I use red, which probably isn't good for my eyes.


----------



## Sailor (Nov 1, 2008)

Kimblee said:


> I use the brown...the color my Amazon box will be when my Kindle arrives...in any minute!


Let us know when you get your Kindle Kimblee!

As for the color, now that I look at it, it just might be brown instead of the mauve/lite plum I thought it was.


----------



## Mikuto (Oct 30, 2008)

I like darker colors, so all the default colors are a bit bright for me, I'd love black or a good dark red rather than that cheerful cherry/watermelon red we have. 

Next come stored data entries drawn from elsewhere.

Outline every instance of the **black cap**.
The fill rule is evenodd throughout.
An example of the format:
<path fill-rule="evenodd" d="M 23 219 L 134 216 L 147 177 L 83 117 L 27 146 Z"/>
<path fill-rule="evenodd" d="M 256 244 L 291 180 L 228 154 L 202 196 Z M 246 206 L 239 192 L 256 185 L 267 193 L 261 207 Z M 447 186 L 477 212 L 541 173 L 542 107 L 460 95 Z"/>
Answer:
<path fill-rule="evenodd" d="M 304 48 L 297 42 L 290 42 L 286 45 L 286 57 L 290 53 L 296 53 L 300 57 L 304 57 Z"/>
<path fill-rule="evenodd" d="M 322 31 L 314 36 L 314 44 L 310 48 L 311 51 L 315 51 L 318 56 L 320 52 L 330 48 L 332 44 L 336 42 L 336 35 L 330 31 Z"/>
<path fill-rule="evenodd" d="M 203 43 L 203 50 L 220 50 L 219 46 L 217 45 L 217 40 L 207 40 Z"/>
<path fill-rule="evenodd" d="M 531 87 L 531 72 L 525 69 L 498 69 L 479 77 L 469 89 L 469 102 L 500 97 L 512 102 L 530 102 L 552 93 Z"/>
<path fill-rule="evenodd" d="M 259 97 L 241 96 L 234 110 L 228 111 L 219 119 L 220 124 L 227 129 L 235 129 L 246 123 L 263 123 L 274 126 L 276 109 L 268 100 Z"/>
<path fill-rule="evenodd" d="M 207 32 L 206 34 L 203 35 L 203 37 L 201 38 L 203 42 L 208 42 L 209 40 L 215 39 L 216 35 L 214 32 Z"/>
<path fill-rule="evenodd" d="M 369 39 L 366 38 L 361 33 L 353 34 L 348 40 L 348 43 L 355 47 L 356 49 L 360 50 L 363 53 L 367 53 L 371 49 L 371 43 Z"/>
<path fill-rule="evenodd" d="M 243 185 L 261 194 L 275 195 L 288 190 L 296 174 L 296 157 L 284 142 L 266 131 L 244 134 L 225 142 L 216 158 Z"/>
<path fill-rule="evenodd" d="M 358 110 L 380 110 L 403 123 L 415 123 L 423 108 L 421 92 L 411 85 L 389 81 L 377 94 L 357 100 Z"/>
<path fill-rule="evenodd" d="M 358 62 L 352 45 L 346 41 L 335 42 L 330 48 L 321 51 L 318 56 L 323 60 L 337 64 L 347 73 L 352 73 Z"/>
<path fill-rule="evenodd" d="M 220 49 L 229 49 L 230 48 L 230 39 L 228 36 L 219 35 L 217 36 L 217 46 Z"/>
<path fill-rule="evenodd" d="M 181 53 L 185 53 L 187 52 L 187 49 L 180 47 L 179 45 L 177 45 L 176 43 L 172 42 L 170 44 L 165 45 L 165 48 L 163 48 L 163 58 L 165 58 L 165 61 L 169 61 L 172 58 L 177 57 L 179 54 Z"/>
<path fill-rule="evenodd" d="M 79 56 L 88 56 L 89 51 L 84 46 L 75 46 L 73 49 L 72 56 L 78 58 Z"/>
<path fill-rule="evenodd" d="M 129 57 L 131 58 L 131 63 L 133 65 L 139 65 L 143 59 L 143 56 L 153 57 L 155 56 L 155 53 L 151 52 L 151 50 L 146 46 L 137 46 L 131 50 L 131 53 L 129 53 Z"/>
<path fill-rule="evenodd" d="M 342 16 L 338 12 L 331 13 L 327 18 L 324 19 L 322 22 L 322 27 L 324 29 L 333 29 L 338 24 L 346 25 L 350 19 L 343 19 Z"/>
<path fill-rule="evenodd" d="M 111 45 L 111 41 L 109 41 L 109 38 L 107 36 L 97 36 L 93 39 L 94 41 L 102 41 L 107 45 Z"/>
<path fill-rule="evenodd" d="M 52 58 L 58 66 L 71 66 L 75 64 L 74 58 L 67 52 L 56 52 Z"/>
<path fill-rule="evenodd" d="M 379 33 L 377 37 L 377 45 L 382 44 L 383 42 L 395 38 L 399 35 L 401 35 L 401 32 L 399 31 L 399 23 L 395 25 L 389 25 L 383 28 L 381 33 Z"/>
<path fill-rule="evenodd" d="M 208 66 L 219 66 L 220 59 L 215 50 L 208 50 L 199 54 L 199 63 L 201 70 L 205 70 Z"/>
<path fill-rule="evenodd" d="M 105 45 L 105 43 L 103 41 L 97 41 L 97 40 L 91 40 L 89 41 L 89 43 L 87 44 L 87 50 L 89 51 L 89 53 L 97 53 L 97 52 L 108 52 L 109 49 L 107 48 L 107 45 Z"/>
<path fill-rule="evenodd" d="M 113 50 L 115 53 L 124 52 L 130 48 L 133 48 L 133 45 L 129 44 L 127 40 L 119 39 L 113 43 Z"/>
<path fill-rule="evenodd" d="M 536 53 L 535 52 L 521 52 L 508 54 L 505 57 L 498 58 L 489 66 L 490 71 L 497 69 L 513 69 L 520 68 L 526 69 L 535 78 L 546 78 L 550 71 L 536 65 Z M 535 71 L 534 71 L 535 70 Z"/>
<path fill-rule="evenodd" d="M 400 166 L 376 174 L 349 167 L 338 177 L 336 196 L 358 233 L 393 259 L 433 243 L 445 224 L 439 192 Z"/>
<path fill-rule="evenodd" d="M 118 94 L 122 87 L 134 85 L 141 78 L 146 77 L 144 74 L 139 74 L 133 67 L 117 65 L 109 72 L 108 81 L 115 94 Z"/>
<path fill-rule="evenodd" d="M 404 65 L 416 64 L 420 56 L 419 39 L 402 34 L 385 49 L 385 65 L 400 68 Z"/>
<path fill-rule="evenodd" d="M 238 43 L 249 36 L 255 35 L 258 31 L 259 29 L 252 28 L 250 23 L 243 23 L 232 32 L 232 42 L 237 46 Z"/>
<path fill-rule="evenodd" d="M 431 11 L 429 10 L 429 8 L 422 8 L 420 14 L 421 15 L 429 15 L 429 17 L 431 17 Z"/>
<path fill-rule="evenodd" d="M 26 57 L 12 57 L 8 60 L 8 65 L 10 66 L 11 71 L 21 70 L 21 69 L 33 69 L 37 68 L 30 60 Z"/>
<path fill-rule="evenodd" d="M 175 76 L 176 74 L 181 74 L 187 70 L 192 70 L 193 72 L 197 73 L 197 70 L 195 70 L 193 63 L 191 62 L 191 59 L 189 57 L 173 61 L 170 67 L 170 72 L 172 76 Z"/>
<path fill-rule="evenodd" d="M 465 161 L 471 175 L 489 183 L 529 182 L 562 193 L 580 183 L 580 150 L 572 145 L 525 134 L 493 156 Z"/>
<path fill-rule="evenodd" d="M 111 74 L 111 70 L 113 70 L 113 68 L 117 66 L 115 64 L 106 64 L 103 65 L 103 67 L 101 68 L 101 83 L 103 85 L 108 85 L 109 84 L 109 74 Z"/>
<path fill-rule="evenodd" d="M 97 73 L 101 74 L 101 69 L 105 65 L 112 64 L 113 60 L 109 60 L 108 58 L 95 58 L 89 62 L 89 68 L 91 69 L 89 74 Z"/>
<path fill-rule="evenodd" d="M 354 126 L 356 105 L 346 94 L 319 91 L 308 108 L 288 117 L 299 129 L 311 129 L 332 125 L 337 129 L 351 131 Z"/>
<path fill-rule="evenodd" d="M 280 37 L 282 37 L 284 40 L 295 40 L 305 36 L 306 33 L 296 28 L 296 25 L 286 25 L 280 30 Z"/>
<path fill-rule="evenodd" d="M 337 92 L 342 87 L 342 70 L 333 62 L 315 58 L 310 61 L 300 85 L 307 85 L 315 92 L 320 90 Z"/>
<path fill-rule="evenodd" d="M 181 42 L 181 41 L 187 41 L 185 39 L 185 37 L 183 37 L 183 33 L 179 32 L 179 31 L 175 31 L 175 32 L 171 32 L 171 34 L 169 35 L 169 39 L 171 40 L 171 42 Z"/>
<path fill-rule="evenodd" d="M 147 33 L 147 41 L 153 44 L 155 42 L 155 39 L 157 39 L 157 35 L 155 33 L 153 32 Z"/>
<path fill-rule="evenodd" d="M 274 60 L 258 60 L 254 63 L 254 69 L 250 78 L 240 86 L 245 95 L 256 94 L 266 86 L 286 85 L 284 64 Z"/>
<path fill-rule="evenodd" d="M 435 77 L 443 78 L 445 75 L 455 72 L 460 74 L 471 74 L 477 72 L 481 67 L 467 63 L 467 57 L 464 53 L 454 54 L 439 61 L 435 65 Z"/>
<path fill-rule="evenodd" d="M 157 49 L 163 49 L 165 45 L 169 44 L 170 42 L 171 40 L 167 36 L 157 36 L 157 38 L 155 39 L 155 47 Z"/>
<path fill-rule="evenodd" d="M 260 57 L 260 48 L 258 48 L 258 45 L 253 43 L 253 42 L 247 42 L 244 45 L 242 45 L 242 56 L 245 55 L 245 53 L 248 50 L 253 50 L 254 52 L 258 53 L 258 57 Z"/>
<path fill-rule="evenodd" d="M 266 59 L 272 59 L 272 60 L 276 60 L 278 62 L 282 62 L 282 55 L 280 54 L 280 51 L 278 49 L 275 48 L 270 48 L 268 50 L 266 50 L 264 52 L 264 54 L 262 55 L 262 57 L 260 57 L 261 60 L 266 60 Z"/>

Currently I'm using the olive green though.


----------



## sjc (Oct 29, 2008)

Had no clue; blue is what comes up for me and that's fine.


----------



## Angela (Nov 2, 2008)

although purple is my favorite color, the purple choices here are a bit too bright... I went with the one all the way to the right.


----------



## Susan B (Oct 27, 2008)

Debbie said:


> Ohh, I didn't know about the color bar. That is so cool.


Me either. Now I feel really dumb!


----------



## Angela (Nov 2, 2008)

Susan B, I love your avatar!!


----------



## Susan B (Oct 27, 2008)

Thank you Angela. As you can tell, I'm a big SK fan.


----------



## Linda Cannon-Mott (Oct 28, 2008)

Angela said:


> Susan B, I love your avatar!!


I do too Susan B, awesome!


----------



## Cuechick (Oct 28, 2008)

Thanks for pointing that, I did not know that either!


----------



## Guest (Nov 24, 2008)

I have noticed that the colors may vary according to your monitor settings. The color I am using is the brownish one, at least at home. When I view the board from the monitor at work, it appears to be a pinkish color.


----------



## Angela (Nov 2, 2008)

LuckyRainbow said:


> I have noticed that the colors may vary according to your monitor settings. The color I am using is the brownish one, at least at home. When I view the board from the monitor at work, it appears to be a pinkish color.


I've noticed that, too... on my laptop, the color I am using looks blue-grey, but on my PC it is more purple than blue.


----------